The door swings open to darkness. A set of stairs lies before you leading down. This is different. The one constant you’ve learned through all of this is that there is nothing vague about what waits for you on the other side, and you never have to wait to find out. Within seconds you are either assaulted by terror or enticed quickly into bliss. There is no mystery about it. But these are just stairs leading to seemingly nothing. You feel a form of misplaced confidence in the knowledge that if this was a “bad” trip, you would have known it by now. You would have been sucked down into some basement full of fire and deformed children spewing bile down your throat, clawing out your eyes. But as it is, you see and hear nothing at all.
Time to check the chart. So far, after coming back from each trip, you’ve marked down a brief description of roughly how long you were gone and what happened, trying to find some connection or pattern. Some way of predicting what’s next, and yes, you held some tiny sliver of hope buried way in the back, that the next time you turn one of those knobs, you would step back into your old life. That sliver grew ever smaller with every turn.
You trace the “B” column down to Box #23 and scribble, “Stairs”. B-23. Cute.
You turn back to the stairs and something catches your eye. You wave it off at first, but there it is again. Way down deep, a flickering light, almost like the twinkling of a star, miles away. Only it’s no random twinkle. It’s more like a periodic flashing. You recognize the pattern — 3 quick flashes, followed by 3 longer ones, followed by 3 quick ones again. Then a few seconds of total darkness, then the pattern repeats. It’s the one bit of Morse Code that you and everyone else knows — S.O.S.

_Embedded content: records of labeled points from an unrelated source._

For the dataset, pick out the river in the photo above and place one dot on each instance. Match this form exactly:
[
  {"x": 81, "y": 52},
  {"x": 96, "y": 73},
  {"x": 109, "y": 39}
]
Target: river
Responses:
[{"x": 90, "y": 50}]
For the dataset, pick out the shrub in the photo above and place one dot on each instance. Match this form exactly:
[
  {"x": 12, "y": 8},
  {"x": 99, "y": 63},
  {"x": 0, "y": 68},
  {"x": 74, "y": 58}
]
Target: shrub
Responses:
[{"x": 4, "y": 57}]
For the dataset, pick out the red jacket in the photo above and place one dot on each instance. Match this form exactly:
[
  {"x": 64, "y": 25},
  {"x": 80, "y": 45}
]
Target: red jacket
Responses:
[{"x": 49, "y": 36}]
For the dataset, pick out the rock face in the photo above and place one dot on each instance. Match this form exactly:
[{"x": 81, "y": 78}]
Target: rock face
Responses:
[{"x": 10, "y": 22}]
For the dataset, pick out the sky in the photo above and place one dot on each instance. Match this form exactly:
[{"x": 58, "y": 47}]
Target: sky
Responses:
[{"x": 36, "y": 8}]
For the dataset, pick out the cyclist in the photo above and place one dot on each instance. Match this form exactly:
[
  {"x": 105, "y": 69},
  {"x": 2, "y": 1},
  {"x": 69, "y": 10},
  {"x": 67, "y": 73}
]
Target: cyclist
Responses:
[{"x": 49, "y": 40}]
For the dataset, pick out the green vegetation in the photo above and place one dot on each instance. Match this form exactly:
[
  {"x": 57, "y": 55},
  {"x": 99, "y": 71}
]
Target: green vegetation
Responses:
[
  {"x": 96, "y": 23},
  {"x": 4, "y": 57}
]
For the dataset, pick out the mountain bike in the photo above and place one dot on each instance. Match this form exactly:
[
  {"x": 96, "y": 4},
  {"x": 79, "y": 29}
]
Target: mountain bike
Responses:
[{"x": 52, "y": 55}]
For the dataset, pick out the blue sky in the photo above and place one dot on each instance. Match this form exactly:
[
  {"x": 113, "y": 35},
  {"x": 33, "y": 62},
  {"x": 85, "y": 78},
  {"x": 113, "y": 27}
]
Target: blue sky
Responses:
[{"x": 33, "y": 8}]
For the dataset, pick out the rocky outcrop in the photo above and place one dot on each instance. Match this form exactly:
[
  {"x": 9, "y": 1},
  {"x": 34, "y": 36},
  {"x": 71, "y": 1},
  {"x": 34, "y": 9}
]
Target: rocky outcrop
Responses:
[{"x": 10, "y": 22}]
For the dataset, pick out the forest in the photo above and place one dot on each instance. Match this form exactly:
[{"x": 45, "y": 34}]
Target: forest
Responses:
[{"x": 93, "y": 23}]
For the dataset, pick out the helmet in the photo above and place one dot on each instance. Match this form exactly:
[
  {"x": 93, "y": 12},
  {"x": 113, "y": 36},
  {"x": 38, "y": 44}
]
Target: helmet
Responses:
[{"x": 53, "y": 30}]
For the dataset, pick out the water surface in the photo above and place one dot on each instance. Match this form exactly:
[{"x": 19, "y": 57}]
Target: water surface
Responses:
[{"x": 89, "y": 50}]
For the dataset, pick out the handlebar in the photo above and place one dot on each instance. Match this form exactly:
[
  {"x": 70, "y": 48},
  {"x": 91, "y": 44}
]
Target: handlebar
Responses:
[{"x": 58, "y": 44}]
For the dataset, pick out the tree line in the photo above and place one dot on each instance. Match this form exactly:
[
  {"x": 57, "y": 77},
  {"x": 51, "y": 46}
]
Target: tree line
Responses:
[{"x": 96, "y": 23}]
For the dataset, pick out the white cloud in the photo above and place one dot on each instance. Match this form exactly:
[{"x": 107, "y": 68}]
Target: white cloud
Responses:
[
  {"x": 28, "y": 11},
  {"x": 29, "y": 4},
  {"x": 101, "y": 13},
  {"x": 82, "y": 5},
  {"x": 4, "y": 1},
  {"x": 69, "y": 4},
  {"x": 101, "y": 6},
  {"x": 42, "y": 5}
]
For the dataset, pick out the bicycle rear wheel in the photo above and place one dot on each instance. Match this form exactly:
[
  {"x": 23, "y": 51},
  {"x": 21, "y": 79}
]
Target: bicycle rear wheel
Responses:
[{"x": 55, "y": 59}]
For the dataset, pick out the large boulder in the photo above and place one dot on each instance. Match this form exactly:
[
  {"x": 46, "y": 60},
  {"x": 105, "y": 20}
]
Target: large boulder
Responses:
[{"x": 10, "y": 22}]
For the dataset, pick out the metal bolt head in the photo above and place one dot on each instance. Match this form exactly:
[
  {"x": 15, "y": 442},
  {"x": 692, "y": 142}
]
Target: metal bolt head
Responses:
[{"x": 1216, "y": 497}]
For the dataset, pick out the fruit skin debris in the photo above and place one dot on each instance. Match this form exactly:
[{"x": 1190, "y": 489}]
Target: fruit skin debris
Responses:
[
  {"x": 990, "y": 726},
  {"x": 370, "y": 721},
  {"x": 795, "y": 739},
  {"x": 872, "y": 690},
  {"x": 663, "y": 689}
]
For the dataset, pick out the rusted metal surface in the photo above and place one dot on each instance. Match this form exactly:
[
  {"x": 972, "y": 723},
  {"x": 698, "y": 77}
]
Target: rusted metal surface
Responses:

“Oh come on”, you say out loud. Your life has become one of extremes. Nightmares and wishes come true. Starvation and feasts. Horror and Heaven. You pray for stability. An end to the roller coaster. A purpose.
So, you scribble one last note — “Went down the stairs”, and take that first step. Maybe someone else will stumble upon this apartment. You’ve done a good job of documenting everything, making painstaking notes about all the events that led to this moment. You’ll have no answer as to how to escape, but maybe you can stop them from making the same mistakes you did early on. You think back to a show you watched as a kid about some guy that leapt around in time, trying to find his way back home. He made it home in the end, right? Wait, no. He never did. You’re 3 steps in now. The door closes behind you. “Oh boy.”